Do Tax cuts Pay for themselves? … Market Analysis … Trading ETFs and ETF Ranking

“Forty-three years after economist Arthur Laffer sketched a pictorial representation of individuals’ response to changes in income tax rates, economists still can’t agree if tax cuts pay for themselves: entirely, in part, or not at all. In a capitalist system, a tax rate of 0% or a tax rate of 100% will yield no revenue for the government: in the first instance, because there is no tax levied on labor income; in the second, because there is no labor income to tax because most of us would refuse to work without compensation…
…In a recent paper, Veronique de Rugy and Matthew Mitchell, senior research fellows at George Mason University’s Mercatus Center, reviewed the financial literature and found no consensus on the spending multiplier [for Government spending and its impact on the economy]. The estimates of the effect of a $1 increase in government spending ranged from +3.7 (implying $2.7 of additional private-sector growth) to -2.88 (a displacement of $3.88 of economic activity.)” Story at…

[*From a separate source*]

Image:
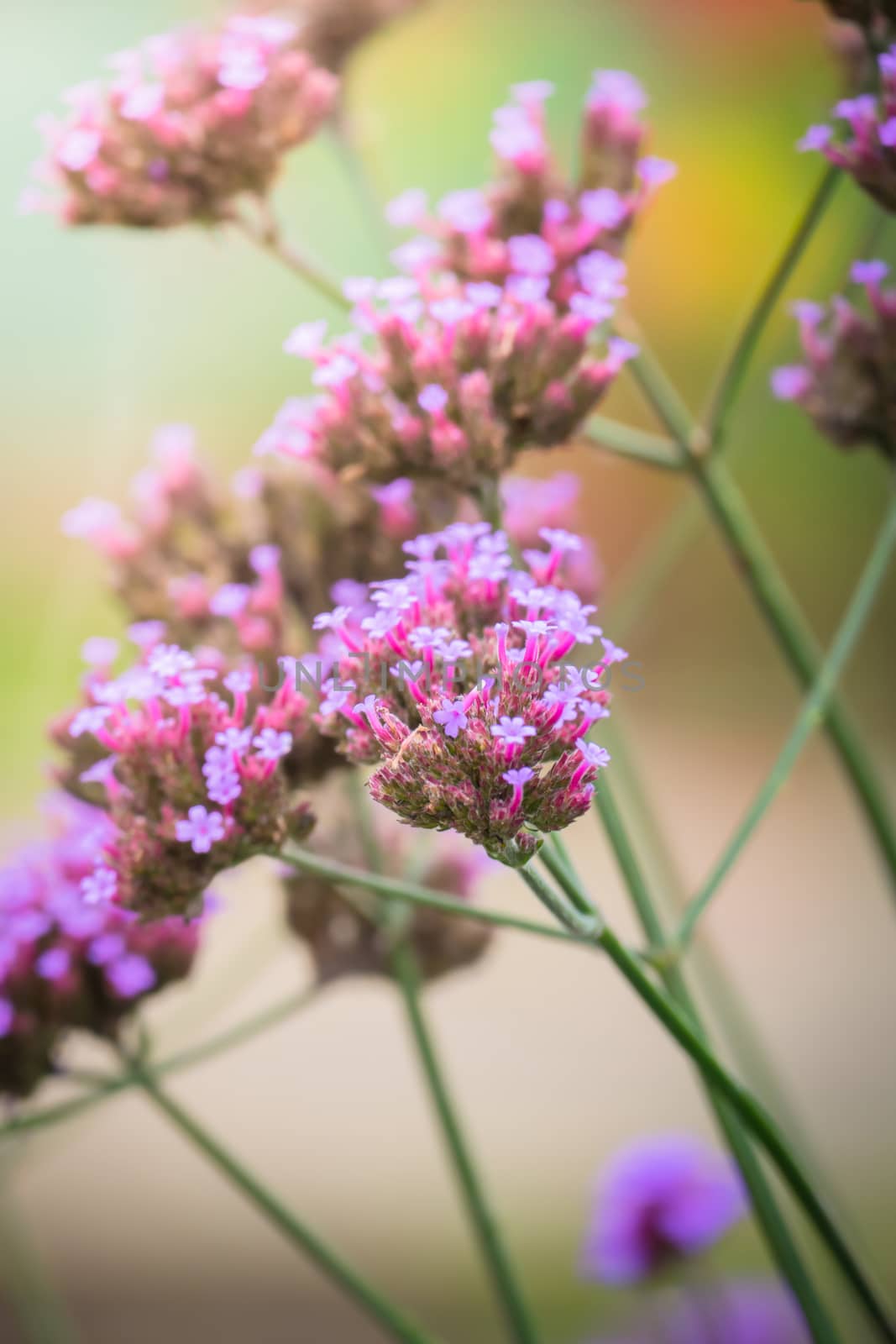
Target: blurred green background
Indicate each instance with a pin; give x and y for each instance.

My cmt: If tax cuts pay for themselves, why have we been running a deficit since Ronald Reagan made huge tax cuts? Further, GHW Bush and Bill Clinton combined (in a little over 4-years) to produce one of the largest tax hikes in history.  That was followed by the one of the biggest booms in history during the dot-com era. One wonders whether taxes matter. The answer is they probably matter a lot; it’s just hard to see in the short run. Over the longer term the data isn’t clear., but there are red flags out there.
Government spending is now 35% of GDP (Gross Domestic Product). That’s up from 20% of GDP in 1950. GDP growth was 4% in 1950; it’s below 2 now. This is the first time in history that there are more businesses failing than are being started.

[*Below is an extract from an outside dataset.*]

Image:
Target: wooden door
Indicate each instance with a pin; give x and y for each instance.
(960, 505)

Are tax cuts good or bad? … ask an economist. Personally I hate to see deficits continuing to climb.
-Monday the S&P 500 was unchanged at 2399. 
-VIX fell about 8% to 9.77 at the close.
-The yield on the 10-year Treasury rose slightly to 2.388%.  
RSI, (SMA-14)
Relative Strength measures the size of up-moves vs. all-moves on a 14-day moving average basis and presents the result as a percentile. For example if the RSI is 85, it means that the size of up-moves are in the 85th percentile when compared to all moves over the 14-day period.  If ALL moves had been up, RSI would be 100 – a definite short term sell indicator. For my purposes, 30 is oversold (suggesting a turn-around to the upside) and 80 is overbought. If the up-moves and down-moves are equal in size over the 14-day period, RSI would be 50.
RSI hit 79 today. 80 is “overbought”; that’s a concern for the bulls, at least in the short run. My Sum of 17–indicators dipped from 6 to 2 on the day.  That’s not a big deal since this value jumps around a lot.  The 10-day value is down, though, so we may be seeing a beginning of a short-term slowdown (or not – it’s too early to say). Market Internals have deteriorated and that’s worth watching.
Long term, VIX below 10 is a worry.  That has happened before and it presaged major tops. It could be signaling a major bear market, though it may be 2018 before THE TOP is in. It really depends on the Fed and how the markets react to Fed rate hikes.
The top ranked ETF receives 100%. The rest are then ranked based on their momentum relative to the leading ETF.  While momentum isn’t stock performance per se, momentum is closely related to stock performance. For example, over the 4-months from Oct thru mid-February 2016, the number 1 ranked Financials (XLF) outperformed the S&P 500 by nearly 20%.
*For additional background on the ETF ranking system see NTSM Page at…
I would avoid XLE; its 120-day moving average is falling.
No.1 remains Technology (XLK). I continue to hold the XLK.
SHORT-TERM TRADING PORTFOLIO - 2017 (Small-% of the total portfolio)
No positions. Long is the call now though, as it has been since the Index closed above the 50-dMA. The call may be neutral soon.
Market Internals are still neutral on the market, but they deteriorated today.
Market Internals are a decent trend-following analysis of current market action, but should not be used alone for short term trading. They are usually right, but they are often late.  They are most useful when they diverge from the Index.  In 2014, using these internals alone would have made a 9% return vs. 13% for the S&P 500 (in on Positive, out on Negative – no shorting). 
Monday, Price was positive; Sentiment was negative; Volume & VIX indicators were neutral.
I increased stock allocation to 50% stocks in the S&P 500 Index fund (C-Fund) Friday, 24 March 2017 in my long-term accounts, based on short-term indicators. Remainder is 50% G-Fund (Government securities). This is a conservative retiree allocation, but I consider it fully invested.
There have been no long-term Buy or Sell signals in a while.  The last signal was a BUY on 23 February and the last actionable signal was a BUY (from a prior sell) on 15 November 2016.